Changes of flooding reagents' properties under simulated high temperature/pressure conditions in oil reservoirs and their impact on emulsion stability
Abstract
It is of great significance to know the fate of the polymers and surfactants used for enhanced oil recovery (EOR) in oil reservoirs at a relatively high temperature/pressure. In this paper, the changes of the properties of a polymer (partially hydrolyzed polyacrylamide, HPAM) and a surfactant (petroleum sulfonate, PS) were investigated under simulated oil reservoir conditions (a temperature of 45, 60 or 75 °C and a pressure of 10, 15 or 20 MPa). The impacts of the property changes to emulsion stability were also highlighted. The results showed that the hydrolysis degree of HPAM increased from 24.3% to 28.9%, 29.7% and 35.4%, whereas the molecular weight (Mw) decreased from 7.60 × 106 g mol−1 to 5.43 × 106 g mol−1, 4.49 × 106 g mol−1 and 2.87 × 106 g mol−1 as a function of raising the temperature to 45, 60 and 75 °C with 20 MPa, respectively, for a duration of one week.
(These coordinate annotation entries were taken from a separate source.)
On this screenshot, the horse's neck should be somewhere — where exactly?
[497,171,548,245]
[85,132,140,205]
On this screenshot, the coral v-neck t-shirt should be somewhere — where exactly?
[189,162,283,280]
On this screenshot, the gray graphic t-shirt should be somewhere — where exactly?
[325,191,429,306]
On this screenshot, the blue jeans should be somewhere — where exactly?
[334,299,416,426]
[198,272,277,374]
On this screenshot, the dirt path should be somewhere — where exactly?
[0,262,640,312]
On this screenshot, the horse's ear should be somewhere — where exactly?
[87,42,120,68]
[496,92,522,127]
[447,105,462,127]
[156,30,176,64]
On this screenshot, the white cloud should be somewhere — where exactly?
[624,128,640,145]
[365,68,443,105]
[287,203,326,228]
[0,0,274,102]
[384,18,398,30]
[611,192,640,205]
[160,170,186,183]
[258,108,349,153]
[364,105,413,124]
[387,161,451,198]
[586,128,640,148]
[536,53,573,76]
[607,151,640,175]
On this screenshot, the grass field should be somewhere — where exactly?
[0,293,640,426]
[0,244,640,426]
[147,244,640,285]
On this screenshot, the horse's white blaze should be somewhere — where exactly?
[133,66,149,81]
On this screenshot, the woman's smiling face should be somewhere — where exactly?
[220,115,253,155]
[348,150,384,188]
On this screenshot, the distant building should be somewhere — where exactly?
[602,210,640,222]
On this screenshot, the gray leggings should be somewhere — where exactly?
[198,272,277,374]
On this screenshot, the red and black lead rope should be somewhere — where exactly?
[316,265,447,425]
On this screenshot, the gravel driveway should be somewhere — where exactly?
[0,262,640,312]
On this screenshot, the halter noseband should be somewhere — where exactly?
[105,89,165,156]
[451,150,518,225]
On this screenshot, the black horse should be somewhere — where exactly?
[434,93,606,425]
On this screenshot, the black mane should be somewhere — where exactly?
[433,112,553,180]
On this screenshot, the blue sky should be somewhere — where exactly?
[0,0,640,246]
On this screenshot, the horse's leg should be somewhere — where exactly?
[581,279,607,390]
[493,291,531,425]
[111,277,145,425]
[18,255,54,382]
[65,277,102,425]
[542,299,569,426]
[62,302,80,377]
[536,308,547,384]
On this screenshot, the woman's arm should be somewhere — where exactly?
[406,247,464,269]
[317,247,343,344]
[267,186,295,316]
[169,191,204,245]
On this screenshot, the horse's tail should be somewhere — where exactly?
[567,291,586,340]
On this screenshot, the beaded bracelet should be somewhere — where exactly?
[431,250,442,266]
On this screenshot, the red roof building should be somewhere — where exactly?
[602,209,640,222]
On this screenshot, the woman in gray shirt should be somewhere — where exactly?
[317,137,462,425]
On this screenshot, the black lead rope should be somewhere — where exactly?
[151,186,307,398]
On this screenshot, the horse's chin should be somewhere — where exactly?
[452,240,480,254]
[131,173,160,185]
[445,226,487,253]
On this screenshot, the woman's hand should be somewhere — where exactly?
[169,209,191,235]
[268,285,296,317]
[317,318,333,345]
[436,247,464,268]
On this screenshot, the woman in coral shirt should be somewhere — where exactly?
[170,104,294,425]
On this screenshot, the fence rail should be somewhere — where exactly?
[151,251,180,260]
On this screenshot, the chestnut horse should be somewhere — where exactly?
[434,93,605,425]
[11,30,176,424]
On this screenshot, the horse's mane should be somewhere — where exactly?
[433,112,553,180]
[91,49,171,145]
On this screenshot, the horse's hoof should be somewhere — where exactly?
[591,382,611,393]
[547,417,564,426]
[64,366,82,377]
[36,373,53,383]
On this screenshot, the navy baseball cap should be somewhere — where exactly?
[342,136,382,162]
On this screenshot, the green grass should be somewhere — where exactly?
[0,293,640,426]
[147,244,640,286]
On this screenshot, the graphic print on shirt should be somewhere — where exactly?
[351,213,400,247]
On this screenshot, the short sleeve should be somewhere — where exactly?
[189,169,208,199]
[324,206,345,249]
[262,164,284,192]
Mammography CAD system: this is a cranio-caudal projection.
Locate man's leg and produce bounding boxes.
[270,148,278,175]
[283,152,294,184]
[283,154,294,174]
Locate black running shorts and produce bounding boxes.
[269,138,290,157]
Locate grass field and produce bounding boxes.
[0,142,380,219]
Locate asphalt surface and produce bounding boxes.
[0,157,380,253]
However, the increased pressure showed obvious prevention effects on the degradation of HPAM Mw in the investigated pressure range of 10–20 MPa. There were no changes in the oil–water interfacial tension for PS solutions after high temperature/pressure treatment. The stabilization ability of HPAM to the emulsion decreased markedly after treatment because of the decreased viscosity attributed to the reduction of molecular weight, while that of PS did not change. It is reasonable to speculate that the influence of back produced HPAM to the stability of EOR produced water will be quite different in different oil reservoirs because of the differences in reservoir temperature, pressure and retention time, and therefore different strategies should be considered in treating the produced water from EOR.